Warren Burt (1949-)
Before arriving in Australia in 1975, Warren Burt was “searching for the weird” in his native state of New York, picking-up hints of the experimentations in performance, poetry and visual art that were happening in New York City during the 1960s. While studying music at the State University in Albany from 1967-1971, Burt began to toy with the techniques of improvisation in musical composition; juxtaposition, intonation and environmental interaction through performance. At the time, the electronic music studio of his composition teacher Joel Chadabe housed one of the largest Moog Synthesizer systems in the world. This encounter with the CEMS synthesizer sparked his interest in computer music, its boundaries and the potential applications of technology to multiple fields of communication. In 1971, Burt attended the University of California in San Diego, where under the leadership of Robert Erickson, Kenneth Gaburo and Pauline Oliveros, he studied aspects of music, language, and their connection in the realm of performance. As a musical research fellow in the Centre for Music Experiment from 1973 to 1975, he was involved in studying and performing with the Extended Vocal Techniques Ensemble, a group that tested the limits of the human voice and improvised compositions from the sounds they discovered. While heading up the Analog Electronics and Video Synthesis facilities at UCSD, he worked on the development of the CME’s Analog Electronic and Video Studio, also building his own digital electronic “composing machine” Ardvarks IV.At this time he became associated with the composer and electronics designer Serge Tcherepnin and the People’s Synthesizer Project. Together with Ronald Al Robboy and David Dunn, Burt founded the ‘incompetent’ music performance group Fatty Acid, which embraced improvisation and all its mistakes, while their other group Young Californian Minimal Artists (YMCA) specialised in performative installations.
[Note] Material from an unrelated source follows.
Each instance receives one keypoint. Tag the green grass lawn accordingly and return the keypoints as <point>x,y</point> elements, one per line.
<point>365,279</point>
In 1975 he left the USA and began teaching theory and electronic music at Melbourne’s La Trobe University, where he developed the electronic music and video synthesis facilities on campus and assembled a comprehensive analog electronic music studio. Plunging into the thick of Melbourne’s collaborative art’s scene, Burt started to work with Ron Nagorcka to form the live electronics duo Plastic Platypus, and in 1976, again with Nagorcka and John Campbell, established the Clifton Hill Community Music Centre. From 1977 to 1978 he produced the New and Experimental Music Show on radio 3CR, as well as publishing the New Music Newspaper with Australian composer Les Gilbert. Since the 1970s he has continued to perform and exhibit his compositional works internationally. Through mixing playful improvisation with machine interaction systems, Warren Burt creates musical objects that require an open-ended attitude to “listening and experiencing”.